Pace of tightening set to slow? Global equity markets generally built on October’s gains  during November as investors became increasingly hopeful that the US Federal Reserve (Fed) was considering a slowdown in the future pace of interest rate increases. 

“The eurozone’s rate of inflation fell for the first time since July 2021”

Another 75 basis points: during the month, the Fed raised its key federal funds rate by another 75 basis points to a range of 3.75% to 4%, taking it to its highest level since January 2008 . This was the Fed’s sixth  consecutive rate increase, and its fourth  increase of 0.75 percentage points. Fed Chair Jerome Powell warned that moves to reduce inflationary pressures were likely to result in a “sustained period of below-trend growth”.

FOMC minutes provide hope: later in the month, investors were encouraged by the minutes  from the Federal Open Market Committee’s (FOMC’s) meeting, which indicated that policymakers may favour smaller rate increases in future, suggesting that the recent run of 75 basis point rises might be replaced by less aggressive moves of 50 basis points when appropriate. The Dow Jones Industrial Average Index  rose by 5.7% over November. 

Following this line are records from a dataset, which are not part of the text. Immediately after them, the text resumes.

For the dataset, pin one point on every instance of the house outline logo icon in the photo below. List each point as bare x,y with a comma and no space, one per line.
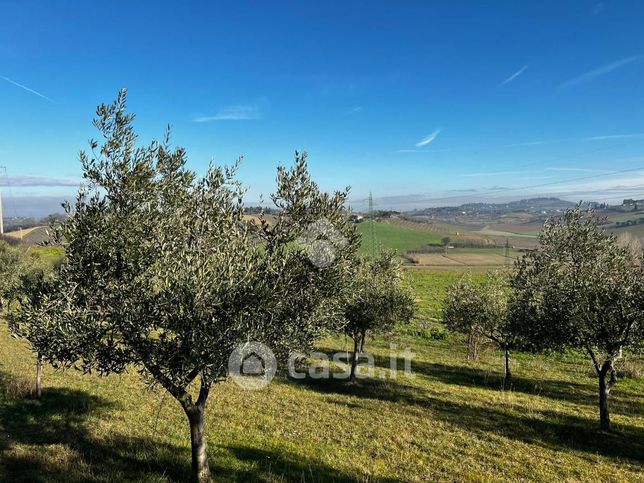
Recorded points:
252,365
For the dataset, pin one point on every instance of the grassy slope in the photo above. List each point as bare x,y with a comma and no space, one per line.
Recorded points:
450,421
395,237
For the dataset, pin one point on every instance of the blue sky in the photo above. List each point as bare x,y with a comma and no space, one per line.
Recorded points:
419,102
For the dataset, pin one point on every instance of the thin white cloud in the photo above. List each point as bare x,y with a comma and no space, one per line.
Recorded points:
600,71
353,110
493,173
428,139
529,143
242,112
614,136
578,170
28,89
30,181
515,75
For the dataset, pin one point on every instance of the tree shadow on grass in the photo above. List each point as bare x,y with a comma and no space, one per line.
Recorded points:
560,390
555,430
280,466
51,439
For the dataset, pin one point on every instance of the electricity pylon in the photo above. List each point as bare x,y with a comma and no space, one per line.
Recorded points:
3,171
372,228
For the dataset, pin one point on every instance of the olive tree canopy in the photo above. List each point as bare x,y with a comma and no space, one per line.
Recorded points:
165,274
580,289
378,301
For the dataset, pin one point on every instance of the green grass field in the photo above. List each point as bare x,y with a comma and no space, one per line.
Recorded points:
395,237
450,421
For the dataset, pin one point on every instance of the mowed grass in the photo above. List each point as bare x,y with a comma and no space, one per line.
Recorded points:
395,237
450,421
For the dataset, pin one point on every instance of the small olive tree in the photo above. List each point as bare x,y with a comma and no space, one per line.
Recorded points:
580,289
480,308
21,273
163,274
379,300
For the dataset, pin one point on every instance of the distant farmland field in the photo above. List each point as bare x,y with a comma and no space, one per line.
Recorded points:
395,237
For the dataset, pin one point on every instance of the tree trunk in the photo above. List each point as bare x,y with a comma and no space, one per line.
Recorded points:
354,359
507,373
196,417
39,376
604,414
200,468
604,393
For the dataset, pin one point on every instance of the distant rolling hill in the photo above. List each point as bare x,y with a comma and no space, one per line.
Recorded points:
31,236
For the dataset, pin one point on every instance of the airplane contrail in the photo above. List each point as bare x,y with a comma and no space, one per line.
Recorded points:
26,88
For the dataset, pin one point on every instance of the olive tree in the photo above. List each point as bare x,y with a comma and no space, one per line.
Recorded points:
480,308
163,274
580,289
378,300
21,272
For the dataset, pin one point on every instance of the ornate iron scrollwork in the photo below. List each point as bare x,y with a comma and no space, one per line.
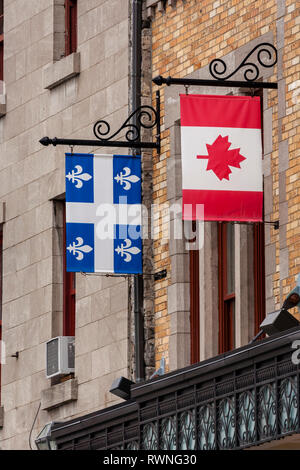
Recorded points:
146,118
266,55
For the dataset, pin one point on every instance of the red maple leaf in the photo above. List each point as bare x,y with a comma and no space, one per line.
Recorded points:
220,158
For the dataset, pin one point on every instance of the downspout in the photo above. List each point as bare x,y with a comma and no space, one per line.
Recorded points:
136,63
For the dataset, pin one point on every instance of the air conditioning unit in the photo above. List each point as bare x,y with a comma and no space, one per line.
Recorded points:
60,356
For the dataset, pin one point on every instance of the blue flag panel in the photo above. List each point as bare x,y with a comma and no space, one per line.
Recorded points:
79,178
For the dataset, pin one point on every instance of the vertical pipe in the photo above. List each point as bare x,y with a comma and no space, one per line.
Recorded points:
136,61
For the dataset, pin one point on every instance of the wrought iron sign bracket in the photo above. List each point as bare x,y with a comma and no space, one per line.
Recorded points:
146,117
266,55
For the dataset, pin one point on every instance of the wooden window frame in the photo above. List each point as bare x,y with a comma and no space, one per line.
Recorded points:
69,291
70,26
226,300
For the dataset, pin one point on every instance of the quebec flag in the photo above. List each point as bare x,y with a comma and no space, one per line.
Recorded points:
103,213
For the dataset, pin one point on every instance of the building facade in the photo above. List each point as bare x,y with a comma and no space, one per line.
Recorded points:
66,65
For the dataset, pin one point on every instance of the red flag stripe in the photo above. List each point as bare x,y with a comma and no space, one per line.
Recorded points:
242,206
220,111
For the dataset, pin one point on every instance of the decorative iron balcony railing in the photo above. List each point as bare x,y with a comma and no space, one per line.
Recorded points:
233,401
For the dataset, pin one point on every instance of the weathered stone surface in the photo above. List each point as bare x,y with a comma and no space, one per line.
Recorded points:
59,394
61,71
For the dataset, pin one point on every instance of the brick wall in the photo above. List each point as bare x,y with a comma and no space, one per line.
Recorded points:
187,35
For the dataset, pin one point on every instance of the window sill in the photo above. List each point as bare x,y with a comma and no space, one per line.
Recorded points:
61,71
59,394
1,416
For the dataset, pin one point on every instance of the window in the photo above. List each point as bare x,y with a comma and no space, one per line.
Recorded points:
70,26
1,40
194,302
69,291
226,286
1,251
259,274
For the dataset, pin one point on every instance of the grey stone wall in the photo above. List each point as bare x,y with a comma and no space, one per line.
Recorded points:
48,94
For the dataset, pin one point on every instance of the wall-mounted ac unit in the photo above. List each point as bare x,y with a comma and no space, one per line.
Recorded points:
60,356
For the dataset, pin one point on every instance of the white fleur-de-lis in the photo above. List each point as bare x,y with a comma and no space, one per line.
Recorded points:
79,248
126,178
126,250
78,177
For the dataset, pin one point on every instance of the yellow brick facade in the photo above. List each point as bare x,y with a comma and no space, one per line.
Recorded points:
187,36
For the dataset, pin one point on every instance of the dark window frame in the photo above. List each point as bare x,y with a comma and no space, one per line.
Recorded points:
226,335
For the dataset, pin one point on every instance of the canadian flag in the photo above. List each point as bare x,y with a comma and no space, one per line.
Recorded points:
221,157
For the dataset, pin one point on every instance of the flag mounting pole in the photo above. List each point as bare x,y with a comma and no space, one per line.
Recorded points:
144,117
266,56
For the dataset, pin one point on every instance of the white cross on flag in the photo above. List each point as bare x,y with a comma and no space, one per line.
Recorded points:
221,157
103,213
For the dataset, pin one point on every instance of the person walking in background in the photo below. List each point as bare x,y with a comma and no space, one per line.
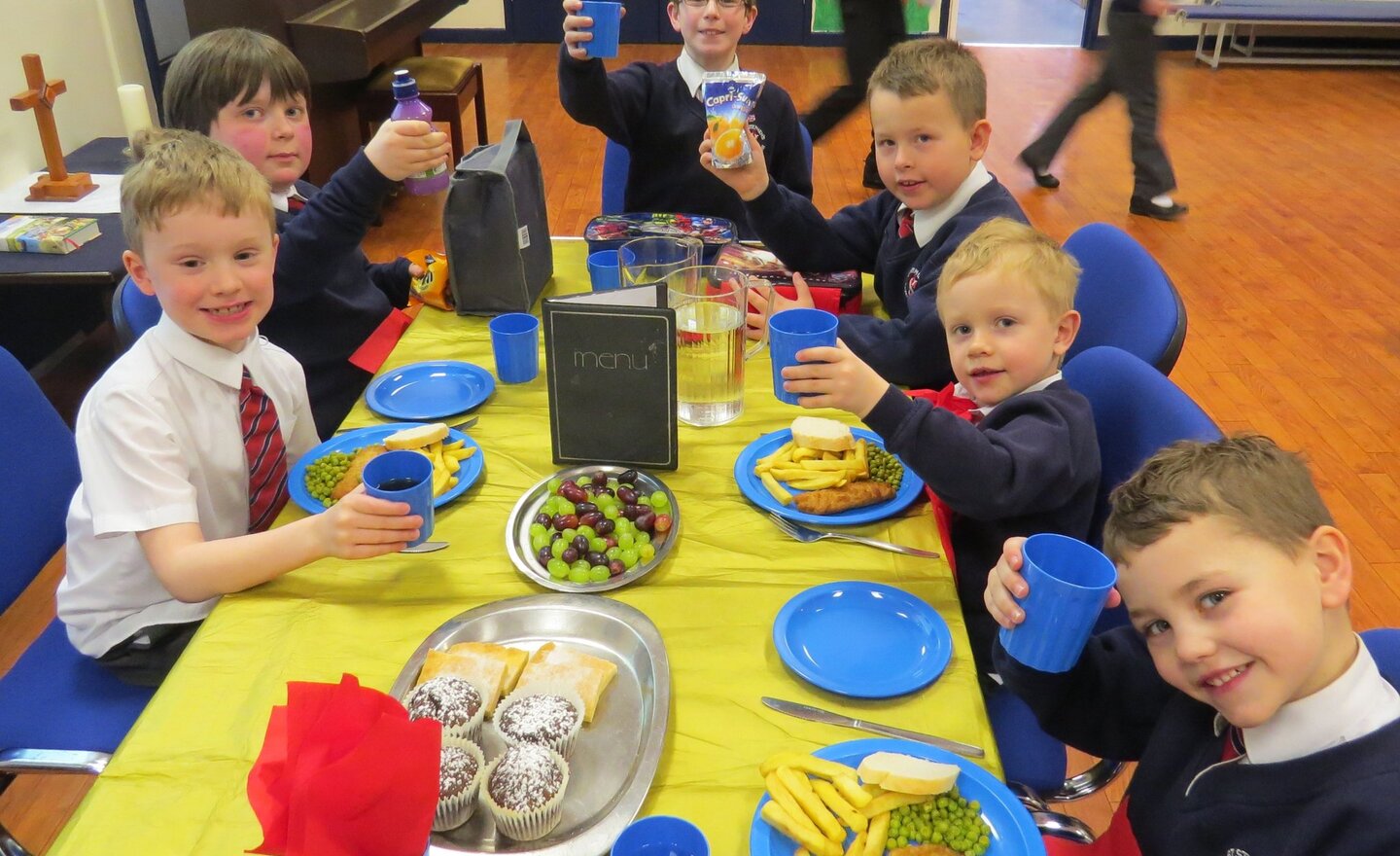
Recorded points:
869,28
1130,70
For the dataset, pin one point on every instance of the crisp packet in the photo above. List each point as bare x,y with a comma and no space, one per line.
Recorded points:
728,99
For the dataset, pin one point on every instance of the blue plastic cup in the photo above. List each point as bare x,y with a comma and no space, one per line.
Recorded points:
661,836
791,331
403,477
602,269
1068,585
515,345
607,22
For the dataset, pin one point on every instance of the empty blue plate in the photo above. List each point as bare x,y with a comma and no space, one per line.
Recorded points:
862,639
432,390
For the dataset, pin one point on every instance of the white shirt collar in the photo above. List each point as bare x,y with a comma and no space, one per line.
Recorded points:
929,220
962,391
1358,702
693,73
210,360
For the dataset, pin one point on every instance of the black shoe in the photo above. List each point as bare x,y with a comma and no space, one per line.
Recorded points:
1044,180
1160,212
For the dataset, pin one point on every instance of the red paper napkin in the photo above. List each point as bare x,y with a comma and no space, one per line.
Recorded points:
343,772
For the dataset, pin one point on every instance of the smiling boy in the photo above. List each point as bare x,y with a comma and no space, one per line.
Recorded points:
1259,721
655,112
1028,458
928,111
185,443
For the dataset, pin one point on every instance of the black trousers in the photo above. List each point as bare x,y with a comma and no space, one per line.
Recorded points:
149,655
1130,70
869,29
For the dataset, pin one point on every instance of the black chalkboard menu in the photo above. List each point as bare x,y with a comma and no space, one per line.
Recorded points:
611,366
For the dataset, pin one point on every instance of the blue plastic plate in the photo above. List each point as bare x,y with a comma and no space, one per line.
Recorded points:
427,391
862,639
1012,831
356,440
909,487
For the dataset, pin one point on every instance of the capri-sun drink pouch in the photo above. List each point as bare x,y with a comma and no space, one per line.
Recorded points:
728,99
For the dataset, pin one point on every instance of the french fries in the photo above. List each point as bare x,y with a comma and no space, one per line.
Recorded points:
811,468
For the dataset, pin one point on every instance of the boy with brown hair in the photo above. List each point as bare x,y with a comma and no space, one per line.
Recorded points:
185,443
1266,726
1027,457
928,111
655,112
334,311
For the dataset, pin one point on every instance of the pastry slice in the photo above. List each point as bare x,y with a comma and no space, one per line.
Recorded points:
572,667
483,671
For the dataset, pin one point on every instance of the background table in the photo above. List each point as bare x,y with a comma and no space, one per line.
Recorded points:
178,782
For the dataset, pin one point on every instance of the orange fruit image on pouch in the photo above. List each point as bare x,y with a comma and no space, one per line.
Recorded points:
729,145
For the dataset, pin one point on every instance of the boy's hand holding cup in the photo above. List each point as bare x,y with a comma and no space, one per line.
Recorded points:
1046,592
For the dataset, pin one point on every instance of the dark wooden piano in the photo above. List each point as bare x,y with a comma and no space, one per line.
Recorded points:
342,44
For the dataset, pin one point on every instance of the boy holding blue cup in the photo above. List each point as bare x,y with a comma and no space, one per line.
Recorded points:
1259,719
1009,448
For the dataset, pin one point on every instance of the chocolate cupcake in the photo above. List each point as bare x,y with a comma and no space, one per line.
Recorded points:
524,791
543,713
460,778
454,702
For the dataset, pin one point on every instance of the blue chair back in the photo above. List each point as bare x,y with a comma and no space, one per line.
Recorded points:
133,312
1136,412
1125,298
34,442
616,159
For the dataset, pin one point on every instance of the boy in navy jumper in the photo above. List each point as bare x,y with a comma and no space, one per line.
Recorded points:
655,111
928,107
1025,458
1265,726
334,311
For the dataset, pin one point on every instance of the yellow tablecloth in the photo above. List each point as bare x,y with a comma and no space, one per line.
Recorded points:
178,782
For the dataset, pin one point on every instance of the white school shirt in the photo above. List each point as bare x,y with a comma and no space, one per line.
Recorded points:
159,443
929,220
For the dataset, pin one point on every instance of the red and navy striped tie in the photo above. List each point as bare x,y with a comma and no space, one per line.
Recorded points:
266,455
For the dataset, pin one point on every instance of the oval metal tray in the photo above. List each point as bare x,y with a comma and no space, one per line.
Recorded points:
517,530
616,756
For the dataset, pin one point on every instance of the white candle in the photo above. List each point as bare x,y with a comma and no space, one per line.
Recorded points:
136,114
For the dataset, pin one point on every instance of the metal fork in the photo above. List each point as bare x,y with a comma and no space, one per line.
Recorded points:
808,535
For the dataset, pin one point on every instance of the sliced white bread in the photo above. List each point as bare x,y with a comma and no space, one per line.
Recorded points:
826,435
904,773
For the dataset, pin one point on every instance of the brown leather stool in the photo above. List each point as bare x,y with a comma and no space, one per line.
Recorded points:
447,85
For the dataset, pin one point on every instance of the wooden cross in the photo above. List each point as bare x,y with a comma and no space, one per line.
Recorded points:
57,184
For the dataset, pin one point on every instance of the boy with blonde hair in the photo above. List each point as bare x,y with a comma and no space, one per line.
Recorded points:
187,440
334,310
1266,726
1025,457
655,112
928,111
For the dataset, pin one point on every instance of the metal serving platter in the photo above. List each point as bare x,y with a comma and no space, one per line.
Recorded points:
517,530
616,756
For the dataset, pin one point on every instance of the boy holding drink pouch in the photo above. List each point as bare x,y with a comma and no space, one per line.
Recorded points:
185,443
1025,458
1259,721
655,111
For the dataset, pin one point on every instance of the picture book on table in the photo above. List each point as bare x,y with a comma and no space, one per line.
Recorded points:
47,234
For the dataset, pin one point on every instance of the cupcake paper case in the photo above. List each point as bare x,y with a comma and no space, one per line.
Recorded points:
525,780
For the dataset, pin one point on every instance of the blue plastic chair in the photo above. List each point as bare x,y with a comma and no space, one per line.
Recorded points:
1138,410
62,712
616,159
1125,298
133,312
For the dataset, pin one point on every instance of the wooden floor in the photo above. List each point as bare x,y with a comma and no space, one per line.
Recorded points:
1287,263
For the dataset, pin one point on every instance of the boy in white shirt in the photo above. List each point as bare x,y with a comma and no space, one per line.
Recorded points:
1266,726
187,440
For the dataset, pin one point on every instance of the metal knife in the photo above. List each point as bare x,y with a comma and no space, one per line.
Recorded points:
817,715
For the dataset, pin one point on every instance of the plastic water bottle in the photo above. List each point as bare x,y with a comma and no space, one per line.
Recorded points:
409,107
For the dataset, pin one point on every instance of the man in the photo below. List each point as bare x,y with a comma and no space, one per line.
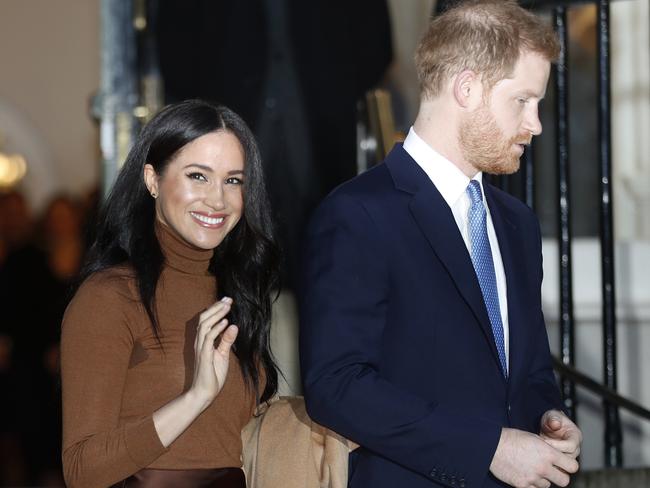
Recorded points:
422,335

Inflationary pressures show signs of cooling: in the US, consumer price inflation  rose at an annualised rate of 7.7% during October, representing its lowest level since January. Elsewhere, the eurozone’s  rate of inflation fell for the first time since July 2021 during November, easing from 10.6% in October to reach 10%. Although energy price inflation fell sharply from 41.5% year on year in October to 34.9%, food prices continued to climb, rising from 13.1% to 13.6%. According to the Organisation for Economic Co-operation & Development (OECD) , Germany’s economy is expected to generate the weakest performance in the EU during 2023, with a predicted contraction of 0.3%. Nevertheless, the Dax Index  rose by 8.6% over November as a whole. 

China under pressure: growing dissatisfaction over the Chinese government’s controversial zero-Covid policy triggered protests in some cities and soured investor sentiment towards the country’s economy and wider global prospects. Covid-related restrictions put a brake on consumer spending: having risen by 2.5% in September, retail sales  in China fell by 0.5% in October posting their first monthly decline since May. Meanwhile, Japan’s economy  contracted by 1.2% year on year during the third quarter as consumer spending was curbed by rising prices. The Nikkei 225 Index  rose by 1.4% in November.